- An English teacher in Russia was punished for telling her student Ukraine was not part of Russia.
- Marina Dubrova told the NYT: “It’s as though they’ve all plunged into some kind of madness.”
- Putin last month spoke in favor of a “self-cleansing of society,” referring to those who are anti-war.
A teacher in Russia said she was fired and fined after being turned into the authorities for comments she made to students about Russia’s war in Ukraine.
Marina Dubrova told The New York Times she showed her eighth-grade class a YouTube video with an anti-war message. Afterwards a group of girls asked her about the war.
Dubrova, an English teacher on the Russian island Sakhalin, told the girls: “Ukraine is a separate country.” One of the girls responded: “No longer.”
Russian police arrived at her school days later, The Times reported, and a recording of her comments, apparently taken by a student, was presented at court.
She was fined $400 for “publicly discrediting” Russian forces and fired by the school for “amoral behavior,” she told The Times.
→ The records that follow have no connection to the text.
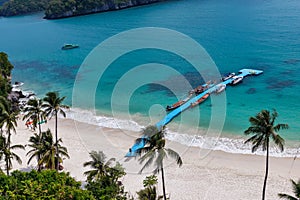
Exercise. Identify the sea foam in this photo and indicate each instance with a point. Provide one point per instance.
(225, 144)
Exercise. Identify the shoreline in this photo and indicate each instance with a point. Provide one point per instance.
(185, 135)
(200, 176)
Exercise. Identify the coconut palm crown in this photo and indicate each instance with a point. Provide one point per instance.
(263, 128)
(155, 151)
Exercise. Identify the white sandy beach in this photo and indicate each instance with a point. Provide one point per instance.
(217, 176)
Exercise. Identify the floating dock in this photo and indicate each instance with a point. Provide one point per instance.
(171, 115)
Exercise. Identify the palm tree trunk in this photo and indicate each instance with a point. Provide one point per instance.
(39, 123)
(57, 155)
(163, 182)
(40, 132)
(267, 171)
(7, 164)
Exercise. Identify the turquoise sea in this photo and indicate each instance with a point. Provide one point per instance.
(237, 34)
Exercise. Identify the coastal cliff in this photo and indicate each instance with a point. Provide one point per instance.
(57, 9)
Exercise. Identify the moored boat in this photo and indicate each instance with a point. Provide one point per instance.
(228, 76)
(200, 100)
(201, 88)
(17, 84)
(220, 88)
(69, 46)
(236, 80)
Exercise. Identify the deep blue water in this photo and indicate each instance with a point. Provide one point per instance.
(237, 34)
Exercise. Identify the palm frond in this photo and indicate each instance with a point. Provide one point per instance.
(279, 141)
(173, 154)
(281, 126)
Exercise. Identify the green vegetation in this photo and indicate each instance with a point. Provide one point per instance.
(103, 180)
(263, 128)
(19, 7)
(8, 124)
(72, 7)
(5, 73)
(296, 190)
(64, 8)
(53, 106)
(47, 184)
(155, 151)
(149, 192)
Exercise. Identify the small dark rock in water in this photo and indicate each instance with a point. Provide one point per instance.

When speaking about Russians in favor of the war, Dubrova said: “It’s as though they’ve all plunged into some kind of madness.”
There have been various reports of Russians turning each other in for speaking out against the war, which Russia calls a “special military operation,” though it’s unclear how widespread an occurrence it is.
Russian President Vladimir Putin last month indicated Russia must undergo a purging of society to root out those who are anti-war or align with the West.
“The collective West is attempting to splinter our society, speculating on military losses, on socioeconomic effects of sanctions, in order to provoke a people’s rebellion in Russia,” Putin said in a video address.
“But any people, the Russian people, especially, are able to distinguish true patriots from bastards and traitors and will spit them out,” he said, referring to people who do not support the Kremlin.
“I am certain that this necessary and natural self-cleansing of society will only strengthen our country, our solidarity, togetherness, and our readiness to answer any calls to action,” he added.
More than 4,300 anti-war demonstrators in Russia had been detained at protests across the country as of early March.